Several major railroads formerly served Omaha, including Chicago, Rock Island and Pacific (CRIP), Chicago, Burlington & Quincy (CBQ); Chicago Great Western (CGW); Illinois Central (IC); Chicago & Northwestern (CNW); Wabash (WAB); Chicago, Milwaukee, St Paul & Pacific (The Milwaukee Road) (CMStP&P); Chicago, St. Paul, Minneapolis and Omaha; Missouri Pacific (MP); and the Union Pacific.

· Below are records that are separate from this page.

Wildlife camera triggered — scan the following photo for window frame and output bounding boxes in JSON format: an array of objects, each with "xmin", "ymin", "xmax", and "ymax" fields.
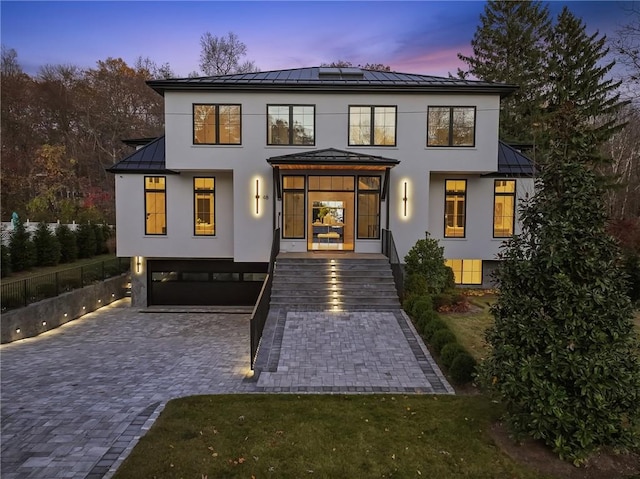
[
  {"xmin": 266, "ymin": 103, "xmax": 316, "ymax": 147},
  {"xmin": 355, "ymin": 175, "xmax": 382, "ymax": 240},
  {"xmin": 192, "ymin": 176, "xmax": 216, "ymax": 236},
  {"xmin": 347, "ymin": 105, "xmax": 398, "ymax": 148},
  {"xmin": 191, "ymin": 103, "xmax": 242, "ymax": 146},
  {"xmin": 493, "ymin": 178, "xmax": 518, "ymax": 238},
  {"xmin": 143, "ymin": 175, "xmax": 168, "ymax": 236},
  {"xmin": 282, "ymin": 175, "xmax": 307, "ymax": 239},
  {"xmin": 427, "ymin": 105, "xmax": 478, "ymax": 148},
  {"xmin": 442, "ymin": 178, "xmax": 468, "ymax": 239}
]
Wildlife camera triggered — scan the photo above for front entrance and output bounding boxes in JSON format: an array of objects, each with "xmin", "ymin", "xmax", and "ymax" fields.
[{"xmin": 307, "ymin": 191, "xmax": 355, "ymax": 251}]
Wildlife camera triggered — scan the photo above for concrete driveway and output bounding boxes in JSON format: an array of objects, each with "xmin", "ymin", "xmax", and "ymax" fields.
[{"xmin": 0, "ymin": 299, "xmax": 255, "ymax": 479}]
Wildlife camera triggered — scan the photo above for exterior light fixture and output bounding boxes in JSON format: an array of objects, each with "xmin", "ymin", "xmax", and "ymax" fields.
[
  {"xmin": 256, "ymin": 180, "xmax": 260, "ymax": 215},
  {"xmin": 402, "ymin": 181, "xmax": 407, "ymax": 216}
]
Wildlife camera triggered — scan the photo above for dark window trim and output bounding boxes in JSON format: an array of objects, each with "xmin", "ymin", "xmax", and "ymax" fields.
[
  {"xmin": 266, "ymin": 103, "xmax": 316, "ymax": 147},
  {"xmin": 282, "ymin": 175, "xmax": 307, "ymax": 239},
  {"xmin": 191, "ymin": 103, "xmax": 242, "ymax": 146},
  {"xmin": 143, "ymin": 175, "xmax": 169, "ymax": 236},
  {"xmin": 442, "ymin": 178, "xmax": 468, "ymax": 239},
  {"xmin": 347, "ymin": 105, "xmax": 398, "ymax": 148},
  {"xmin": 492, "ymin": 178, "xmax": 518, "ymax": 238},
  {"xmin": 191, "ymin": 176, "xmax": 217, "ymax": 236},
  {"xmin": 355, "ymin": 175, "xmax": 383, "ymax": 240},
  {"xmin": 427, "ymin": 105, "xmax": 478, "ymax": 148}
]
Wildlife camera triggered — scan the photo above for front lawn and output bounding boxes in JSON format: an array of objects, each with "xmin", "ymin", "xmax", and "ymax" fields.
[{"xmin": 115, "ymin": 395, "xmax": 551, "ymax": 479}]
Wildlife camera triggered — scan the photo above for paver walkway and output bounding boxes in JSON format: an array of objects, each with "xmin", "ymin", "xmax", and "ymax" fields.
[{"xmin": 0, "ymin": 300, "xmax": 453, "ymax": 479}]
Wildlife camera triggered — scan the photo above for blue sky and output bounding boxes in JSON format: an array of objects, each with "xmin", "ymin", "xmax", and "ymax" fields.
[{"xmin": 0, "ymin": 0, "xmax": 630, "ymax": 76}]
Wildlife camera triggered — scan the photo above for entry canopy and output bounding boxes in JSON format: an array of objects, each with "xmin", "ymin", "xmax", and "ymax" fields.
[{"xmin": 267, "ymin": 148, "xmax": 400, "ymax": 170}]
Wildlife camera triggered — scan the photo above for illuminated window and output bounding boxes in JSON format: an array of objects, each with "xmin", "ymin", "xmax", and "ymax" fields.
[
  {"xmin": 493, "ymin": 180, "xmax": 516, "ymax": 238},
  {"xmin": 427, "ymin": 106, "xmax": 476, "ymax": 146},
  {"xmin": 267, "ymin": 105, "xmax": 316, "ymax": 145},
  {"xmin": 349, "ymin": 106, "xmax": 396, "ymax": 146},
  {"xmin": 358, "ymin": 176, "xmax": 380, "ymax": 239},
  {"xmin": 445, "ymin": 259, "xmax": 482, "ymax": 284},
  {"xmin": 193, "ymin": 104, "xmax": 241, "ymax": 145},
  {"xmin": 144, "ymin": 176, "xmax": 167, "ymax": 235},
  {"xmin": 193, "ymin": 178, "xmax": 216, "ymax": 236},
  {"xmin": 282, "ymin": 176, "xmax": 304, "ymax": 238},
  {"xmin": 444, "ymin": 180, "xmax": 467, "ymax": 238}
]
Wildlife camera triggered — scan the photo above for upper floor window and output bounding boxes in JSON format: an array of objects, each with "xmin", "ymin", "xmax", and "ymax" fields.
[
  {"xmin": 427, "ymin": 106, "xmax": 476, "ymax": 146},
  {"xmin": 444, "ymin": 180, "xmax": 467, "ymax": 238},
  {"xmin": 193, "ymin": 104, "xmax": 241, "ymax": 145},
  {"xmin": 193, "ymin": 178, "xmax": 216, "ymax": 236},
  {"xmin": 493, "ymin": 180, "xmax": 516, "ymax": 238},
  {"xmin": 267, "ymin": 105, "xmax": 316, "ymax": 145},
  {"xmin": 349, "ymin": 106, "xmax": 396, "ymax": 146},
  {"xmin": 144, "ymin": 176, "xmax": 167, "ymax": 235}
]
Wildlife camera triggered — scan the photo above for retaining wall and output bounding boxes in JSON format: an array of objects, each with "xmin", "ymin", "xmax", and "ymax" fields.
[{"xmin": 0, "ymin": 274, "xmax": 127, "ymax": 344}]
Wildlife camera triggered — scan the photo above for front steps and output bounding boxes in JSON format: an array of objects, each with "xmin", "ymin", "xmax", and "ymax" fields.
[{"xmin": 270, "ymin": 254, "xmax": 401, "ymax": 311}]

Omaha was not spared from the steep decline in passenger service in the second half of the 20th century. Amtrak took over most passenger service in 1971. By the 1980s, it had cut back service to just three trains, all running out of Chicago–the California Zephyrto Emeryville, California, near San Francisco; the Desert Wind to Los Angeles via Salt Lake City and Las Vegas; and the Pioneer to Seattle. The Desert Wind and Pioneer were eliminated in 1997, leaving Omaha served by only the California Zephyr. Reflecting the decline in passenger service, Amtrak abandoned the old Burlington station in 1974, and operated from a nearby "Amshack" before moving to a smaller station just 220 feet from the old Burlington station.

Omaha is the location of Union Pacific Railroad's corporate headquarters. Located downtown, Union Pacific Center is the largest building by square feet in the state of Nebraska, and the 4th tallest in Omaha.